Ce polypore assez commun a une marge jaune feutrée et une région centrale brunâtre, généralement zonée concentriquement; la surface des pores brillants (fertiles) est parfois cachée à la vue en raison de la faible croissance de ces corps fruitiers. Typiquement 15 à 25 cm de diamètre et 2 à 5 cm d'épaisseur. Lorsqu'il y a une tige, elle est brune et l'attache est centrale ou excentrique; les tiges sont courtes (jusqu'à 6 cm de longueur) et robustes (généralement de 3 à 5 cm de diamètre), se rétrécissant vers la base.

Au début, les corps du fruit sont mous et spongieux, finissant par devenir secs et durs. Souvent composés (plusieurs fusionnés ensemble), ils ont tendance à pousser autour et à enfermer ainsi des brindilles, des aiguilles de pin, de l'herbe et d'autres objets à mesure que les chapeaux se dilatent.

Surface des pores de Phaeolus schweinitzii

Tubes et pores

La couche tubulaire peut mesurer jusqu'à 1,5 cm d'épaisseur, avec des pores espacés de 1 à 3 par mm sur un fond jaune verdâtre qui vire progressivement au brun rougeâtre avec l'âge. Parfois, les tubes adjacents peuvent fusionner pour produire quelques grands pores irréguliers.

Les spores

Ellipsoïde à ovoïde, lisse, 5-7 x 3,5-5 µm; inamyloïde.

Impression de spores

Jaune très pâle.

Odeur / goût

Aucune odeur perceptible; goût légèrement amer.

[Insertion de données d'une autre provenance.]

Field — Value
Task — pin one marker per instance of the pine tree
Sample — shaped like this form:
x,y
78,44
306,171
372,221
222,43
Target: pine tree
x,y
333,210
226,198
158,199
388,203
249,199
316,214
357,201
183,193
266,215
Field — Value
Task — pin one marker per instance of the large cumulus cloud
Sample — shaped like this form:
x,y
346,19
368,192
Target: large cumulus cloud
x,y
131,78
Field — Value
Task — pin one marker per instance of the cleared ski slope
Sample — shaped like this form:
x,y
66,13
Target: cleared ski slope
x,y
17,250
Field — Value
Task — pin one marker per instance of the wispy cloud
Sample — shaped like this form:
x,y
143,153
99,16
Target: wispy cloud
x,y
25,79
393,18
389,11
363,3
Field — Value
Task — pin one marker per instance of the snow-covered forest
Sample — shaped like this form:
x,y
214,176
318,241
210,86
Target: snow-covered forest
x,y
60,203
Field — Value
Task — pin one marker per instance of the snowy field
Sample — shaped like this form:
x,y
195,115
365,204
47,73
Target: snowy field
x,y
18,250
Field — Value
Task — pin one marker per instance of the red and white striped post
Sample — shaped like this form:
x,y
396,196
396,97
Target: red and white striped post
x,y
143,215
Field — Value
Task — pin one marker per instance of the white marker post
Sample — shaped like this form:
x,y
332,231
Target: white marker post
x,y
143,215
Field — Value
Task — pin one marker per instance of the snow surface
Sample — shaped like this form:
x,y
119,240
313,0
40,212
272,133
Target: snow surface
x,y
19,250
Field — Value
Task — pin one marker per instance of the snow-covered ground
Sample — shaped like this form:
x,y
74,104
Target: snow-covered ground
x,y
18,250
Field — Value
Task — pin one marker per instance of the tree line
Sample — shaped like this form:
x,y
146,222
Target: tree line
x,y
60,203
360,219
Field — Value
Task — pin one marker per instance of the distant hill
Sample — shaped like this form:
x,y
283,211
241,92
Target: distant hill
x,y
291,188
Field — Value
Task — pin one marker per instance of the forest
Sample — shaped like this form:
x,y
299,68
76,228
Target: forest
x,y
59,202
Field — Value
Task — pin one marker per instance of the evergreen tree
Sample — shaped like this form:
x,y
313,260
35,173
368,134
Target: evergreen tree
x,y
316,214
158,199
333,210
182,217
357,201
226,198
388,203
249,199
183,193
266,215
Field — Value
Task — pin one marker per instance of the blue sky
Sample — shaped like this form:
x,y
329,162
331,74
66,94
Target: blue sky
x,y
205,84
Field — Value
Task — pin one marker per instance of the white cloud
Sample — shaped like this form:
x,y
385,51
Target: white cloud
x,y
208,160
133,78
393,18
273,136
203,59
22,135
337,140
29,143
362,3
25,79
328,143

Habitat et rôle écologique

Parasite sur les racines des conifères, en particulier les pins et les épicéas mais aussi occasionnellement les mélèzes. Ce polypore peut tuer son hôte, après quoi il devient saprobie et se nourrit des racines et des souches mortes une fois que l'arbre a basculé ou est abattu. Cette infection fongique, parfois appelée pourriture des fesses Schweinitzii, peut entraîner des pertes économiques importantes pour les entreprises forestières.

Saison

Tout au long de l'été et de l'automne, mais dans les climats secs, les vieux fruits persistent parfois jusqu'au début de la nouvelle année.

Espèces similaires

Laetiporus sulphureus est partout jaune-orange et pousse le plus souvent au-dessus du système racinaire des feuillus et parfois sur les ifs.

Phaeolus schweinitzii, Dyer's Mazegill, sous les pins dans la New Forest, Hampshire, Angleterre

Notes culinaires

Mazegill Phaeolus schweinitzii de Dyer ne semble pas crier: «Mangez-moi; Je suis délicieux », et en fait, il est généralement considéré comme non comestible parce que c'est un désordre poilu quand il est jeune et un champignon dur et corky lorsqu'il est complètement mature. Il est également possible que ce polypore contienne des toxines, c'est pourquoi nous vous déconseillons fortement d'essayer de manger même les jeunes fruits.

Sources de référence

Fasciné par les champignons , Pat O'Reilly 2016.

Mattheck, C., et Weber, K. Manuel de la décomposition du bois dans les arbres . Association arboricole 2003.

Dictionnaire des champignons ; Paul M. Kirk, Paul F. Cannon, David W. Minter et JA Stalpers; CABI, 2008.

L'histoire taxonomique et les informations sur les synonymes de ces pages sont tirées de nombreuses sources, mais en particulier de la GB Checklist of Fungi de la British Mycological Society et (pour les basidiomycètes) de la liste de contrôle de Kew des Basidiomycota britanniques et irlandais.